A música se insere num contexto único, pois faz parte da cultura de um povo, ultrapassa os limites do concreto, e se funda como legitimação de uma maneira de expressão que ganha caráter de tradição e se contextualiza em sua época, registra subjetivamente a organização social e cultural de um determinado povo, de um determinado grupo.
A Música Popular Brasileira, nas suas mais diversas representações, proporciona para as atuais e futuras gerações o acesso a expressão, ao rosto, a feição de quem fez e faz a fusão cultural brasileira, uma das mais expressivas expressões musicais do planeta e, sem dúvida, o carro-chefe de nossa cultura, a mais abrangente e popular forma de expressão do povo brasileiro, patrimônio imaterial de nossa formação cultural.
Mais que em qualquer outra expressão cultural, é na música que podemos vivenciar a presença das diversas vertentes étnicas que forma nosso Brasil. Em especial, ao escrever para este site, que conjumina países de língua portuguesa, mais propriamente formadores de nossa gente, de nosso povo – lembrando Darcy Ribeiro – é prudente lembrar que em cada um dos diversos ritmos podemos fazer uma pesquisa de origem dos sons, das pessoas que se agregam em torno de determinados gêneros.
O impressionante é que, sabidamente, a língua portuguesa não tem uma estrutura e nem sonoridade acessível aos alheios e estranhos a ela, mas em oposição extrema está a capacidade de a música brasileira adentrar aos mais diversos nichos culturais, em quaisquer continentes, num testemunho de que a melodia, o ritmo, em comunhão com as palavras da nossa língua, exercem um poder soberano de sedução aos ouvidos, numa quase inexplicável harmonia que nos dá a graça de ter tanto grandes mestres clássicos, como Heitor Villa Lobos ou Carlos Gomes tanto quanto o samba em sua maior expressão: o carnaval.
Mesmo dentro destes gêneros aparentemente inconciliáveis, é possível perceber a preocupação do mestre Villa Lobos em recolher as mais simples expressões populares, sons que remetem às origens culturais, às produções de saberes locais, valorizando tradições caipiras, regionais, ao mesmo tempo em que busca romper com padrões limitadores da criação.

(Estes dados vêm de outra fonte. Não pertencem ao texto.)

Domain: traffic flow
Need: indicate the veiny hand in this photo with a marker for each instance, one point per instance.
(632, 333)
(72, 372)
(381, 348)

Assim também nos surpreende a criação dos grandes mestres do samba: Angenor de Oliveira, o ícone Cartola, Nelson Cavaquinho, Paulinho da Viola, poetas conhecedores da nossa língua – instintivamente alguns, outros estudiosos cuidadosos da estrutura lingüística que rege a nossa língua pátria, como Caetano Veloso e Chico Buarque de Holanda.
A nossa constituição federal, em seu artigo 216 define muito bem o significado deste patrimônio nacional : Constituem patrimônio cultural brasileiro os bens de natureza material e imaterial, tomados individualmente ou em conjunto, portadores de referência à identidade, à ação, à memória dos diferentes grupos formadores da sociedade brasileira”(…)”
Assim, torna-se possível não apenas deleitar-se com a expressão maior de nossa cultura, mas gerar cultura através dela, identificando-a como um patrimônio a ser preservado.
A constituição atribui ao poder público a responsabilidade de promover, proteger e conservar o patrimônio cultural brasileiro, em seu parágrafo 1º, artigo 216: “O Poder Público, com a colaboração da comunidade, promoverá e protegerá o patrimônio cultural brasileiro, por meio de inventários, registros, vigilância, tombamento e desapropriação, e de outras formas de acautelamento e preservação.”
Por isso enumerar aqui ritmos e etnias que compõe a nossa música é tarefa de árduo labor, fruto de pesquisas de homens idealistas, musicólogos, antropólogos, historiadores incansáveis que têm recolhido, tal qual o professor doutor Edilson de Lima, partituras das nossas Modinhas, cantigas do século XVII, XVII, para que não se perca parte importante de nossa formação musical, a música barroca; ou então Ricardo Cravo Albim, que recolhe em seu instituto fantástico acervo das diversas expressões, ou ainda Mário Luiz Thompson, fotógrafo que dedicou toda a sua vida a registrar a imagem visual da nossa música.
Pudera, música que tem em sua lista tantos virtuoses como Dorival Caymmi, Tom Jobim, Chiquinha Gonzaga, Altamiro Carrilho (a lista seria interminável) precisará ter espaços e suportes para gerir um patrimônio desta magnitude.